The Onion CEO Steve Hannah to Step Down

The executive tells TheWrap about his decision, the state of the satire site, and the possibility of a sale


Steve Hannah announced Wednesday that he is stepping down as CEO of The Onion on July 1 after 11 years in the position, TheWrap has learned. For now, he’ll stay on as chairman, while longtime executive Mike McAvoy will take over as chief executive.

Hannah is widely credited with leading The Onion’s digital transformation, as well as the company’s move to Chicago, where it recently doubled its office space. His departure also comes as The Onion continues its discussions with interested buyers about a possible sale of the company.

“There are a number of players who we’re still we’re having conversations with,” Hannah told TheWrap, noting that a deal is not imminent. “We’re not in any hurry. We have a good and profitable business.”

Hannah cited the recent creation of new verticals Onion Sports and Star Wipe, a parody of Hollywood entertainment shows. In addition, the company has launched a new video hub, signed new distribution partners and expanded its TV development process under a newly hired development head, Kyle Ryan, a veteran of The AV Club and 

“We’re doing a lot of our own internal pilots for pitching the studios,” he said. “We have a lot on our plate. We are in an incredibly competitive world, to stay independent is a feat in itself.”

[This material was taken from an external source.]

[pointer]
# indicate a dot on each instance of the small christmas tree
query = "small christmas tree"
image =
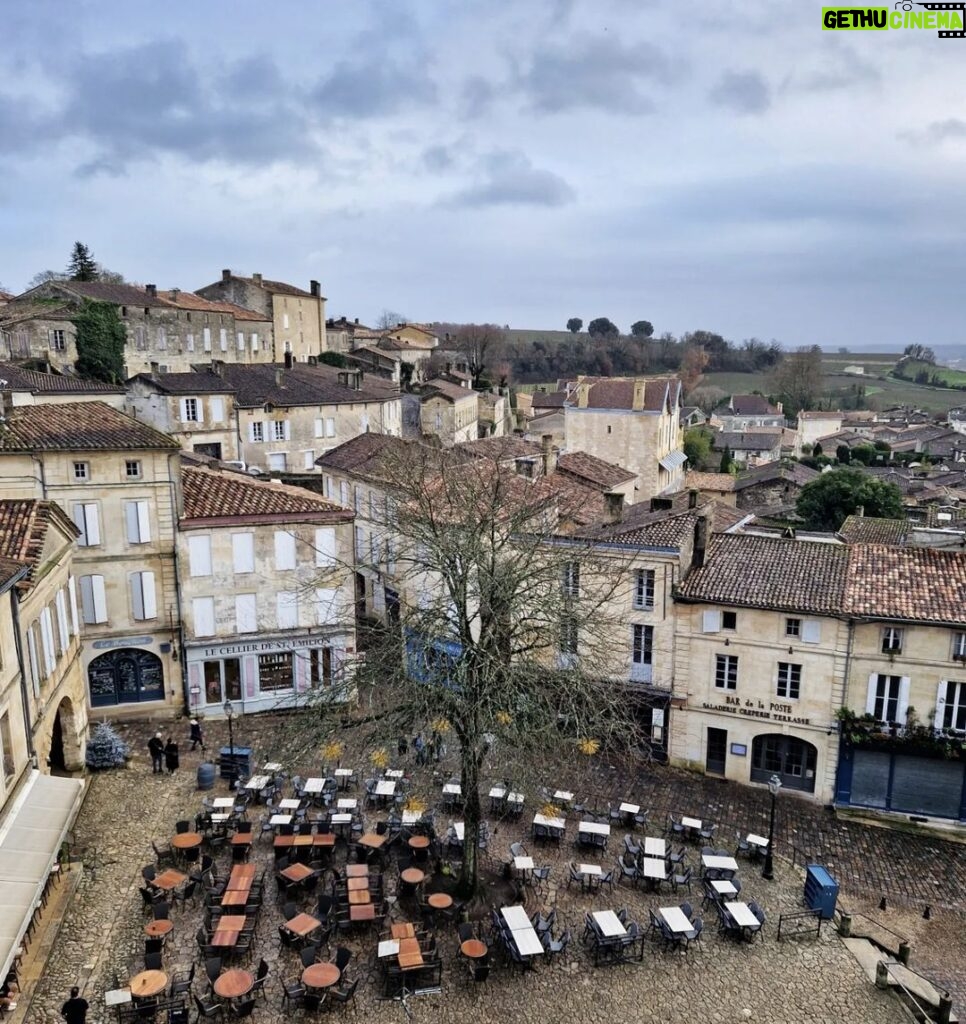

Hannah had high praise for McAvoy. “He’s completely and utterly ready and has been a large part of the growth of The Onion,” he said, adding that he will still have a substantial investment in the business.

“I have been planning to go for a year,” the 67-year-old told TheWrap. “Nobody should do this job for more than five years. I’ve done it for 11.” His plans include finishing a book project, exploring some commercial opportunities and pursuing his hobbies of sailing, “mediocre golf” and building a cabin in Wisconsin. 


To: Onion Nation

From: Steve Hannah

Re: Departing Words

This morning I flew down to David Schafer’s home in Jupiter, Fl., to tell the great man that, after almost 11 years as boss of his beloved Onion, I am going to resign as CEO and make a dramatic exit in mid-July.

Or maybe just a quiet one.

At David’s request, I will continue to serve as Chairman of the Board until he comes to his senses.

Meanwhile, I have been CEO of The Onion since 2004. I have been part of and witness to the company’s transition from a funny little newspaper to a full-blown digital publishing empire known the world over. It has been a privilege to play a role in shepherding what a really tall man at a cocktail party in New York once told me–very melodramatically–was a “national treasure.” It scared me a little but, the more I thought about it and the longer I worked at The Onion, the more I came to believe it.

The Onion is a national treasure.

While I’m sure news of my resignation will send the stock market swooning, the good news is that Mike McAvoy, with whom I have had the good fortune of working side-by-side for more than a decade, will take over as CEO on July 1. This is a plan that has been in the works for many months. This is the easiest transition imaginable.

While I am a man who is happiest reading Crime and Punishment and writing notes in more than 140 characters, Mike is a man of enormous energy and intelligence who finds everything about the ever-changing, Wild West of digital publishing absolutely fascinating. And, as we all know, he has a work ethic to match his brainpower.

And he loves this company and wants to see it get bigger and better.

So, my heartiest congratulations go to Mike. He has earned this promotion.

A few months ago, my daughter and I were having a conversation about our respective jobs. I was talking excitedly about a bunch of new initiatives that The Onion was undertaking and how confident I was that we would succeed. For whatever reason (probably because she is young), she suddenly asked:

“Is there anyone in your whole company who you don’t personally like?” 

I did a mental walk through every part of our office, past every desk and conference room, past every face.

“No,” I said. “I like every single person at The Onion. They are far and away the most likable and talented collection of people I have ever worked with.”